Good Question: What does it mean to be a millionaire?
Good Question: What does it mean to be a millionaire? 03:00

New York has more millionaires than any other city in the world, beating out California's Bay Area, London and other wealthy cities, according to a new report. 

Nearly 350,00, or one in every 24 residents of The Big Apple are millionaires, according to a new ranking from Henley and Partners. New York City is also home to 744 centi-millionaires, worth at least $100 million; and 60 billionaires. The combined total wealth of the city's residents is greater than $3 trillion. 

New York tops the list of richest cities despite some of its wealthiest residents fleeing for Miami, now dubbed Wall Street South, as finance firms set up shop in the Sunshine State. Billionaire hedge fund Ken Griffin recently moved Citadel's headquarters from Chicago to Miami. Miami was ranked 33rd on the list, with 35,300 millionaires, up 78% from 2013.

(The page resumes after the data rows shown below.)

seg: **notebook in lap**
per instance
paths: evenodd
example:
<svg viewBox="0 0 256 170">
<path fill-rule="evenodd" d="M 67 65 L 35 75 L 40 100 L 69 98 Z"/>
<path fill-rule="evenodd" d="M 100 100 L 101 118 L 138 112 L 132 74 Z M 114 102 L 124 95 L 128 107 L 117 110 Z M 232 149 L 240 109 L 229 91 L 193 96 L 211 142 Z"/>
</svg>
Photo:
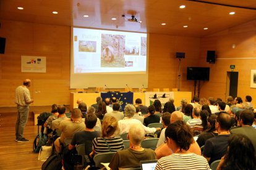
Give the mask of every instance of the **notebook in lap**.
<svg viewBox="0 0 256 170">
<path fill-rule="evenodd" d="M 142 170 L 153 170 L 156 166 L 157 160 L 141 161 L 140 168 Z"/>
</svg>

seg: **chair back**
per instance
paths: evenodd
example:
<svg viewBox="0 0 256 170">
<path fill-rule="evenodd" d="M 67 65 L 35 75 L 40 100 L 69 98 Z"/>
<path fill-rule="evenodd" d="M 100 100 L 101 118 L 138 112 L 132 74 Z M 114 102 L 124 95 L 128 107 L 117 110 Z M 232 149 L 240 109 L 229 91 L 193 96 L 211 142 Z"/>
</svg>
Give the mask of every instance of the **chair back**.
<svg viewBox="0 0 256 170">
<path fill-rule="evenodd" d="M 122 134 L 120 135 L 120 137 L 122 137 L 123 140 L 129 140 L 127 139 L 127 134 L 128 134 L 128 133 L 124 133 L 124 134 Z"/>
<path fill-rule="evenodd" d="M 163 123 L 150 123 L 148 125 L 148 127 L 160 127 L 163 128 Z"/>
<path fill-rule="evenodd" d="M 85 164 L 85 145 L 80 144 L 75 147 L 75 149 L 77 151 L 77 153 L 82 156 L 82 164 L 83 166 Z"/>
<path fill-rule="evenodd" d="M 211 170 L 216 170 L 217 169 L 217 167 L 219 165 L 219 163 L 220 162 L 220 160 L 214 161 L 211 163 L 211 165 L 210 166 L 210 168 Z"/>
<path fill-rule="evenodd" d="M 145 148 L 156 148 L 159 138 L 147 139 L 142 141 L 142 147 Z"/>
<path fill-rule="evenodd" d="M 104 166 L 101 163 L 110 163 L 115 154 L 116 152 L 106 152 L 96 155 L 93 158 L 95 166 L 96 167 L 100 167 L 100 168 L 104 168 Z"/>
<path fill-rule="evenodd" d="M 130 147 L 130 140 L 124 140 L 124 148 L 129 148 Z"/>
</svg>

After New York City, California's Bay Area has the second-highest share of millionaires — 305,700. Tokyo, Japan, took the third spot, followed by Singapore. 

London, Paris, Dubai

London's share of millionaires dropped 10% from 2013, according to the report, landing it in fifth place. Seventh-ranked Paris is the wealthiest city in mainland Europe. Dubai is far and away the wealthiest city in the Middle East, having grown its population of millionaires by 78% over the past 10 years.

Henley and Partners, a firm that provides residence and citizenship services, defined millionaires as individuals with liquid investable wealth of at least $1 million.

Some countries have had their wealth boosted by so-called golden visa programs that let wealthy foreigners obtain citizenship and/or residence. Seven of the wealthiest cities in the world are in countries that host these types of programs. 

"You can secure the right to live, work, study and invest in leading international wealth hubs such as New York, Singapore, Sydney, Vienna and Dubai via investment," said Dominic Volek, head of private clients at Henley & Partners. "Being able to relocate yourself, your family, or your business to a more favorable city or have the option to choose between multiple different cities across the world is an increasingly important aspect of international wealth and legacy planning for private clients." 

The programs benefit cities and countries, which can use them "to attract the world's wealthiest and most talented to their shores," said Volek. 

For locals, however, the influx of foreign money can lead to their being priced out of a housing market, and even displace them from the very cities in which they were born.